The rise of the home theater is a trend that has been coming on for a long time, the Leibers note, but it didn’t stop Americans from wanting to go out and make an evening of seeing a movie with friends – not until Covid-19, at least. “People do like to congregate together, arm to arm, watching something in the dark,” Steve says.
It remains to be seen whether consumers getting used to streaming all their movie fare online will result in that becoming their preferred method, or if the idea of a night out at the movies will take on new luster precisely on account of being withheld for so long.
While New York State began to phase in live movie theater attendance in October, audiences have so far proven reluctant to risk congregating even in large multiplexes, and neighborhood cinemas like Upstate have lacked the resources to reopen. DeDe points out that the smaller of the two Rhinebeck theater spaces could only sell nine tickets if allowed to operate at 25 percent capacity. And she questions whether investing in fancy air-filtration systems would enable them to host a vulnerable audience of mostly older viewers safely.
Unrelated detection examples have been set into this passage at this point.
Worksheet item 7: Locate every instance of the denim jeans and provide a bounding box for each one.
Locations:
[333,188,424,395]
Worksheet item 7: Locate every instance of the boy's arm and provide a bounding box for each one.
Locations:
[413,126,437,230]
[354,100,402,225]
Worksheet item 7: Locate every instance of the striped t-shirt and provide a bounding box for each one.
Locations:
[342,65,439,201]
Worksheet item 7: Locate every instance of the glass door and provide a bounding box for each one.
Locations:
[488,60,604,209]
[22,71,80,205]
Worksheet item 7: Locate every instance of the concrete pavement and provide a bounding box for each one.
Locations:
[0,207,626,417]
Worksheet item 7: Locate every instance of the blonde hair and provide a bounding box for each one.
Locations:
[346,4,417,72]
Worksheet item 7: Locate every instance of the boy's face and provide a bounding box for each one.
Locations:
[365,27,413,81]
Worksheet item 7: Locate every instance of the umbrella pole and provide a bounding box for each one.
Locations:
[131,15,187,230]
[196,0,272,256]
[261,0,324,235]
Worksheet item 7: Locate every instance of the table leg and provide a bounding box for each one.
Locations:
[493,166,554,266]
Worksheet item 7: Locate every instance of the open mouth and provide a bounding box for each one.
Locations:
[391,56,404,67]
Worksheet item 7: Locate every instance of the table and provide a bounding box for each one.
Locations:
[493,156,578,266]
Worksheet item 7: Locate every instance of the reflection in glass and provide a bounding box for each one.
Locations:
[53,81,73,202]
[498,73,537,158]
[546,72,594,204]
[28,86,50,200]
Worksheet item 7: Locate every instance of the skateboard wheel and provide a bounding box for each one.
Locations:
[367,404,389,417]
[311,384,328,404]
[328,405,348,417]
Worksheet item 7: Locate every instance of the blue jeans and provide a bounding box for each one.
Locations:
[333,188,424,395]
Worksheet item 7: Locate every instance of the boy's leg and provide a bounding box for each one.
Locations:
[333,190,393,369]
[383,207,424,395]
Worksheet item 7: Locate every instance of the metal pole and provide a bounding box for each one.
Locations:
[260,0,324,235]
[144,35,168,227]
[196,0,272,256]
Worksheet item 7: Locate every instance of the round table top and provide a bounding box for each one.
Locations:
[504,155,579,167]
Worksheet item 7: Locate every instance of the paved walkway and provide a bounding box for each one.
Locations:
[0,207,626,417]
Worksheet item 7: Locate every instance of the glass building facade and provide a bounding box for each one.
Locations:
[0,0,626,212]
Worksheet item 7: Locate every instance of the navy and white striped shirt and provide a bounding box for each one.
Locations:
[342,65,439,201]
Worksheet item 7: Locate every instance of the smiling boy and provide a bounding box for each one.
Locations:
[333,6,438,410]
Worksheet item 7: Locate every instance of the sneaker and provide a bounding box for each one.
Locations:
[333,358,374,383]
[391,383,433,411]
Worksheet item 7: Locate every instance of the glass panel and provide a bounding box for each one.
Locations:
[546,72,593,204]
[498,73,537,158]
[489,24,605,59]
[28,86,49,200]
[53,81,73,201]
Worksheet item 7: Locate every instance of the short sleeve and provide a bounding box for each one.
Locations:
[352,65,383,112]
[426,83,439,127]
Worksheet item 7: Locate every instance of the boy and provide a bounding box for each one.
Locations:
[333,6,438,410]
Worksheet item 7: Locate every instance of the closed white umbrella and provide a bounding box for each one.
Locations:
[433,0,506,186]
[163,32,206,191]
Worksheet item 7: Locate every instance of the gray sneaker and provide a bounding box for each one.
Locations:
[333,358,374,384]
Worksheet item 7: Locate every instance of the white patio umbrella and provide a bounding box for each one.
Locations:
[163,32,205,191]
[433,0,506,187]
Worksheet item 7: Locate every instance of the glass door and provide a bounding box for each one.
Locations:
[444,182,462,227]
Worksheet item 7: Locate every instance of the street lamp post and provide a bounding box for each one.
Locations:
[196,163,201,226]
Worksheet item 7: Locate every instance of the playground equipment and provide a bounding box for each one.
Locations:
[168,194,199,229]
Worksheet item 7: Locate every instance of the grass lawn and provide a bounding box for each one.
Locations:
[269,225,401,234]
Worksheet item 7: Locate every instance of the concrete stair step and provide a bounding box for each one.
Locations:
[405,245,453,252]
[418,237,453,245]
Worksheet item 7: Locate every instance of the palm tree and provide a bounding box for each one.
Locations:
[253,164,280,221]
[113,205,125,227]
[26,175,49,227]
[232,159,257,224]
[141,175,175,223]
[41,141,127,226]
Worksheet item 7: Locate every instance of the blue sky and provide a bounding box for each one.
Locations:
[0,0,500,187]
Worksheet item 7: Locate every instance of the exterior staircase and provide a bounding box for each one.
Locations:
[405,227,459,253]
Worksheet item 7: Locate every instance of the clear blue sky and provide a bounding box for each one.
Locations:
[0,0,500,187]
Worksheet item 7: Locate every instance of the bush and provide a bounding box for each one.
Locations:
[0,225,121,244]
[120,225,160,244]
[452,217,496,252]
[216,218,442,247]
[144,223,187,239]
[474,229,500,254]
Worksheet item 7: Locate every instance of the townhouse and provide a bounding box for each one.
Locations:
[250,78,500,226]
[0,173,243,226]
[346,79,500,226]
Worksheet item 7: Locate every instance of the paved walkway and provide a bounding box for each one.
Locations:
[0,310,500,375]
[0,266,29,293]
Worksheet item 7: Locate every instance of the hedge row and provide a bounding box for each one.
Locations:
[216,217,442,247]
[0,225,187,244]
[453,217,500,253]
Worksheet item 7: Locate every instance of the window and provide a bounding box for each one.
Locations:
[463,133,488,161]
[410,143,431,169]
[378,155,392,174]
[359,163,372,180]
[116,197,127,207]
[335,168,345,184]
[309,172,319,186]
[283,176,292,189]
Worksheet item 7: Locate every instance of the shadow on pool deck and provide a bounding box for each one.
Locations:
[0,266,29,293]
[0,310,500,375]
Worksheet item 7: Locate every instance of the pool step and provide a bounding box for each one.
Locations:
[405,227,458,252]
How and when to reopen will be the first challenge on the plate of Upstate’s new director, likely driven by the success of the vaccination campaign. The Leibers will stay on as directors emeriti – at least until Upstate’s 50th anniversary in May 2022. Meanwhile, they’re looking forward to being able to “do some of the things that other people have been doing on Saturday nights for the past 40-some years,” as DeDe puts it. She wants to visit her grandchildren in Brooklyn, pursue hobbies, maybe “participate in the civic life of the community” once she has had some time to unwind. “I think I’d like to be an astronaut,” Steve jokes, before talking about “building a bigger garden, growing more of my own food.”
Once the pandemic is over, they’ll keep on visiting Upstate Films, enjoying movies from the audience without having to worry about cleaning the dregs of real butter out of the popcorn machine at the end of the night. “I’ve been missing the social interaction with our regulars. That’s some of the great joy that I’ve taken from it all these years: having people respond to the programming,” DeDe says. “Hugs and handshakes and going to the movies – I’d like to see them all come back.”